Weißenburg (red). Der Krankenstand in der Region ist 2018 von 4,1 auf 3,8 Prozent gesunken. Laut DAK-Gesundheitsreport waren demnach an jedem Tag des Jahres von 1.000 Arbeitnehmern 38 krankgeschrieben. Die Region lag damit nur noch leicht über dem Landesdurchschnitt (3,7 Prozent). Der höchste Krankenstand in Bayern wurde mit 4,6 Prozent in den Landkreisen Bad Kissingen, Hof, Rhön, Grabfeld und Wunsiedel verzeichnet, der niedrigste mit 2,7 Prozent im Landkreis München und in Starnberg.
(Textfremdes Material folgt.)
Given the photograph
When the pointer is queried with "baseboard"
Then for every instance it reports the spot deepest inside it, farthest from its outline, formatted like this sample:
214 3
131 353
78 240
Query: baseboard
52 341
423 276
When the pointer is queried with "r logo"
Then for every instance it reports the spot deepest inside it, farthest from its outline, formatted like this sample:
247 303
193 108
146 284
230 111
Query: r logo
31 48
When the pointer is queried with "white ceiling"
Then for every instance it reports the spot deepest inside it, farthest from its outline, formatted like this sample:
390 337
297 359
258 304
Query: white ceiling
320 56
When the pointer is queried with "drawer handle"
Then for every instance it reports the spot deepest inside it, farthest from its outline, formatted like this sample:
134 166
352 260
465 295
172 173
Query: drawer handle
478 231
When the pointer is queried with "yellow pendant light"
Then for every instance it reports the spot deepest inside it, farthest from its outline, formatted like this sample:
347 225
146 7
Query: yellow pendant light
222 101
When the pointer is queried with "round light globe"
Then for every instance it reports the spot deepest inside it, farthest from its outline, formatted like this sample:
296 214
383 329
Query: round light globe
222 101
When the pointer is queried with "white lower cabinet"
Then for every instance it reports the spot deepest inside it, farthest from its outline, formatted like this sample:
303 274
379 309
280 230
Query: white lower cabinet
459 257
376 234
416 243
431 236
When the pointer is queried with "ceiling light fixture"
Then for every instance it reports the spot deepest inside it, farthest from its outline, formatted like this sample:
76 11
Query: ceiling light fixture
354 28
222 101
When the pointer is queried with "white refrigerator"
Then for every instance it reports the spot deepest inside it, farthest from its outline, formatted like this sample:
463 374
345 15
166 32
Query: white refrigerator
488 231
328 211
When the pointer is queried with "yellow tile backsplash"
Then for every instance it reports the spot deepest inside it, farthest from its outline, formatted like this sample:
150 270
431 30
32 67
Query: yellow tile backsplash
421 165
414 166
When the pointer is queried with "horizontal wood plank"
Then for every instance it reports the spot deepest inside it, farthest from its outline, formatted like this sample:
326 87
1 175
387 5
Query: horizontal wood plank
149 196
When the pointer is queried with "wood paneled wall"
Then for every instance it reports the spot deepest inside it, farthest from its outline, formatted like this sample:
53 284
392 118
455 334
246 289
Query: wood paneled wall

Die aktuelle Analyse der DAK-Gesundheit für die Region zeigt die wichtigsten Veränderungen bei der Zahl und Dauer der Krankschreibungen im Vergleich zum Vorjahr: Fast jeder vierte Fehltag erfolgte aufgrund von Muskel-Skelett-Beschwerden. Trotz eines Rückgangs um neun Prozent rangierten Rückenschmerzen und Co. weiterhin auf Platz eins. Zudem blieb die Region bei dieser Krankheitsgruppe deutlich über dem Landesschnitt. Ebenfalls um neun Prozent gesunken sind die Ausfalltage wegen Atemwegserkrankungen wie beispielsweise Bronchitis – Platz drei im Ranking der wichtigsten Krankheitsarten. Fast jeder siebte Fehltag ging auf ihr Konto. Die Ausfallzeiten wegen Verletzungen und Vergiftungen blieben nahezu konstant und schoben sich vom dritten auf den zweiten Rang. Einen deutlichen Rückgang um knapp ein Fünftel gab es bei den psychischen Leiden wie Depressionen und Angstzustände. Mit einem Anteil von gut elf Prozent am gesamten Krankenstand blieben Seelenleiden auf dem vierten Platz.

„Mit unseren Analysen zum Krankenstand in der Region setzen wir gezielt beim Betrieblichen Gesundheitsmanagement an und bieten Arbeitgebern konkrete Hilfe“, sagt Jochen Andres, Chef der DAK-Gesundheit in Weißenburg.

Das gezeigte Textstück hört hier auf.